I am still working on interfacing with the battery BMS so i can get cell group voltages from the battery, I can send the mavlink battery data but i dont think there is a way of getting the flight controller to actually use it at the moment. also my efforts to interface to the bms didnt go well I think the library i found is for a slightly different no name BMS, even tho the same app works on both, or I have done something wrong but I’m not sure so im just going to install another matek I2c INA228 for the flight controller to use for now and il figure out the bms later, The way I will have it setup is the companion already has a pair for the battery and MPPT charge controller output. so I’m going to set this one up on the vehicles consumption with this I will be able to directly measure, how much power it’s consuming and how much is coming from the battery and solar. The sensor is bidirectional and has an internal accumulator, so it’s extremely accurate at tracking power over time. The flight controller was just using an analog sensor before now, they work fine under load but aren’t accurate enough to track for very low power levels. I also still need to setup the batt2 sensor on the flight controller to monitor the 12v rail.

I have added a lot of talkie text to speech to the esp32 using its interal DAC to genrate speech using some retro 80s technology the roms are from :
Texas Instruments Speak & Spell family of educational products
Texas Instruments TI-99/4A Speech System expansion
Acorn BBC Micro Speech Synthesiser expansion
Atari arcade games (eg. Star Wars series, Indiana Jones, Gauntlet)
Apple ][ Echo 2
IBM PS/2 Speech Adapter

there is about 1000 words you can use it would good if ardupilot could do this using the motors using dshot rather than just beeping.

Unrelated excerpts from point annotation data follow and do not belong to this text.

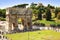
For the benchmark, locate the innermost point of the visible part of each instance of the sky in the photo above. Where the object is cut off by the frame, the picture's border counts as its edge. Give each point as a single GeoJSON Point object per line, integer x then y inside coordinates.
{"type": "Point", "coordinates": [10, 3]}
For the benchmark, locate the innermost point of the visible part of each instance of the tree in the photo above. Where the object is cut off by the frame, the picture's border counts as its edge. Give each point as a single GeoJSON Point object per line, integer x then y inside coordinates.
{"type": "Point", "coordinates": [21, 5]}
{"type": "Point", "coordinates": [48, 14]}
{"type": "Point", "coordinates": [41, 9]}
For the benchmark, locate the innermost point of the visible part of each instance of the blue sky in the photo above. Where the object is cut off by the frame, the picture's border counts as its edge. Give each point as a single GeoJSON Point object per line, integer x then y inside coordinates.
{"type": "Point", "coordinates": [9, 3]}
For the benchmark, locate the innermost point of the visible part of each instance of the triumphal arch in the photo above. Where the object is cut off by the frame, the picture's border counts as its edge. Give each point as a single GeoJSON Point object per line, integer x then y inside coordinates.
{"type": "Point", "coordinates": [13, 14]}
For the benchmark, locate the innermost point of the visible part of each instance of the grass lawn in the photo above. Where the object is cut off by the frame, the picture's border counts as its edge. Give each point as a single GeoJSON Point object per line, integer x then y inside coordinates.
{"type": "Point", "coordinates": [36, 35]}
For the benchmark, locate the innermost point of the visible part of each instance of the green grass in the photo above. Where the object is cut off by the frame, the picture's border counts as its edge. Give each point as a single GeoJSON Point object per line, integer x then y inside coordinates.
{"type": "Point", "coordinates": [45, 22]}
{"type": "Point", "coordinates": [36, 35]}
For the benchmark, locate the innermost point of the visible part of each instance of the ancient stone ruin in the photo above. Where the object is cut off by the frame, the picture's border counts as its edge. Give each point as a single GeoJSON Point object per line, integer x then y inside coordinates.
{"type": "Point", "coordinates": [13, 14]}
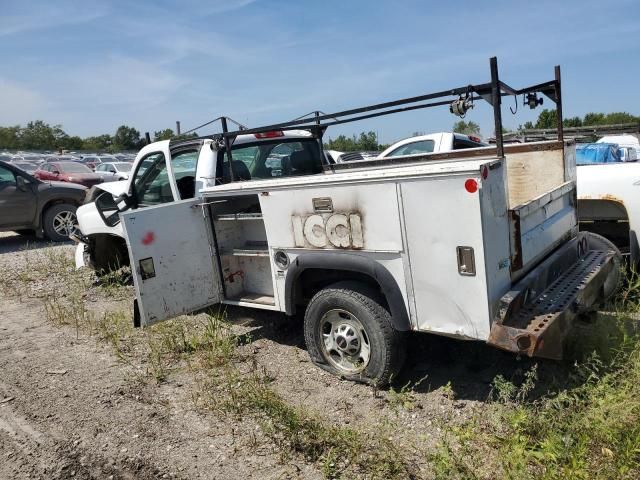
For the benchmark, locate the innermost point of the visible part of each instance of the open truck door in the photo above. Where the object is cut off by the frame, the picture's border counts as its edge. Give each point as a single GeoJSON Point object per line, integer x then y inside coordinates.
{"type": "Point", "coordinates": [173, 260]}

I have a bunch of warnings setup that I can automate. so it can communicate by talking, it will:
read out the waypoints and what direction its going to go in to the next waypoint.
when it starts up it will announce a warning that its about to start moving,
it reads out flight modes.
when it’s parked and someone comes up to it will say why It’s stopped then read out all of its sensor information.


There is a way of making custom words, i want to convert one of the EDGETX voice packs at some point as i had to get creative with a few word choices.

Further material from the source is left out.